I'm preparing a video to explore this which uses a musical example. I'll try and explain in text what I want the video to explain (you will at least have two descriptions!): Music analysts identify those features in a score or some other record of performance which are "the same" and "another" and produce their analyses which show how different combinations of categories change over time. But when we listen to a piece of music for the first time, we know little of what is about to come, except that our expectations are shaped as the music unfolds. What emerges over time is a multiplicity of what might be called "descriptions" (although they need not be verbalised, they can be expressed analytically to some extent). These concern many different dimensions of what we hear, including:

  • the rhythmic patterns 
  • melodic patterns 
  • timbral patterns 
  • dynamics (loud and soft) 
  • phrasing 
  • pitch 
  • intervals... and so forth. 


Each description exists within constraints which are partly produced by the other descriptions, and by other factors (like, for example, one's familiarity with the style). As the music unfolds, new descriptions (about form, climactic moments, harmonic progressions, etc) emerge and whose constraints will interact with (and transform) existing constraints - even (most powerfully in music) our emotional constraints.
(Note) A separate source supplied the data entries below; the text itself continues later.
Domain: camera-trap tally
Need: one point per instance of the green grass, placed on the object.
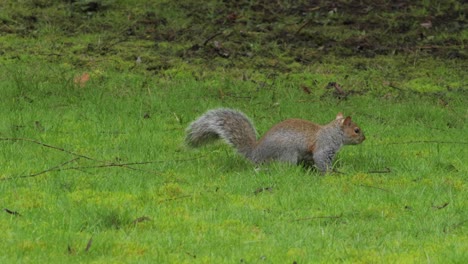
(205, 205)
(100, 173)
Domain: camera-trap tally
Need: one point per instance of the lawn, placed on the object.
(93, 162)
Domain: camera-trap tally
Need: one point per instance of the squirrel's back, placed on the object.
(293, 140)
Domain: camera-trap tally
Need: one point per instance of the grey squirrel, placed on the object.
(293, 140)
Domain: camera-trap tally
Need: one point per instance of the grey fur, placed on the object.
(293, 140)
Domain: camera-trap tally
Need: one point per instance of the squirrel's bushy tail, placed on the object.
(231, 125)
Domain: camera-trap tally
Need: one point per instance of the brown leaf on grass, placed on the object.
(70, 250)
(12, 212)
(141, 219)
(305, 89)
(82, 79)
(263, 189)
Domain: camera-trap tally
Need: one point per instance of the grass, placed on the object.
(99, 172)
(209, 205)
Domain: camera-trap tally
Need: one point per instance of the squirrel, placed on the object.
(295, 141)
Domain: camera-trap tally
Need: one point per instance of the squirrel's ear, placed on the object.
(339, 116)
(347, 121)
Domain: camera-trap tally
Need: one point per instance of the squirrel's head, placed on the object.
(353, 135)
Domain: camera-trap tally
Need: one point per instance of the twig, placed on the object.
(175, 198)
(385, 170)
(301, 27)
(55, 168)
(318, 217)
(370, 186)
(48, 146)
(211, 37)
(11, 212)
(426, 142)
(141, 219)
(440, 206)
(88, 246)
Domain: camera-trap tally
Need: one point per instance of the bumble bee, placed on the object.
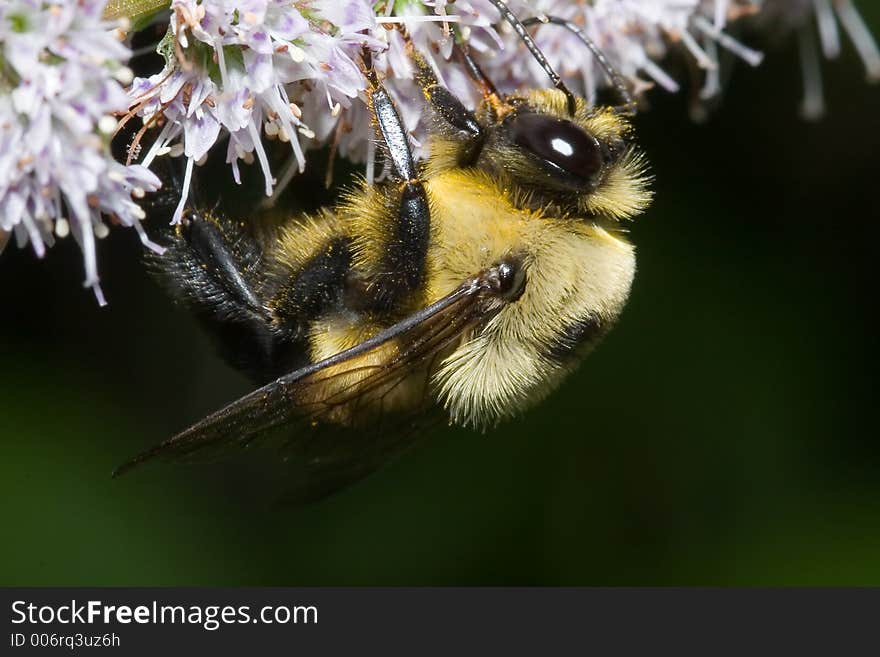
(467, 286)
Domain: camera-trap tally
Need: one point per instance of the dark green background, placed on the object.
(725, 433)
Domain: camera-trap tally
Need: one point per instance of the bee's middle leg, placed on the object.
(402, 270)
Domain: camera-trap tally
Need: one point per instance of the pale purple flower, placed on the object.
(295, 74)
(59, 87)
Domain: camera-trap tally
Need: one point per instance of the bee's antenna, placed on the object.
(629, 106)
(527, 39)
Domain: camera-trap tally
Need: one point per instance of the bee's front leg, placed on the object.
(401, 271)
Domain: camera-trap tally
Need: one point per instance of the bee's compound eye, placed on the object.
(562, 143)
(511, 280)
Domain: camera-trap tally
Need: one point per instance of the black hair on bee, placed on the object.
(466, 286)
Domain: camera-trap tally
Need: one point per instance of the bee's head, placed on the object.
(581, 163)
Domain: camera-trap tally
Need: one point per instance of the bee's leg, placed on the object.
(208, 266)
(402, 269)
(444, 102)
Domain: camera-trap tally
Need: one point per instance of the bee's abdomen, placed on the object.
(309, 291)
(574, 339)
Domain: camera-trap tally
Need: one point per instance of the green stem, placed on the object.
(135, 10)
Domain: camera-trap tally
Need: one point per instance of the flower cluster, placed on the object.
(240, 72)
(248, 70)
(61, 75)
I mention music because it is a form of communication which is extremely powerful and which does not make any external reference. Yet it tells us something about how we communicate, but there is an analytical puzzle here. The specification of the system is beyond reach, yet we sense the patterns, the repetition, the redundancy without having a sophisticated way of calculating it. We also identify that what we might consider to be "the same" at one moment in one context, we might later count as being fundamentally "different" in another (e.g. perhaps the same melody with a different harmony). Moreover, I suggest that at these moments of seeing something to be different that we once thought to be "the same" are moments of gaining deeper insight into the meaning being conveyed. My deepened understanding of the relationship between redundancy and the "specification of the system" explained by Loet is an example.

This, it seems to me, is the essence of what happens when we really communicate. The process, I suggest, is an emergent interaction of constraints. It requires multiple descriptions. As long as we attempt to convey singular descriptions in academic papers alone, communication in this sense is going to be very difficult - if not impossible.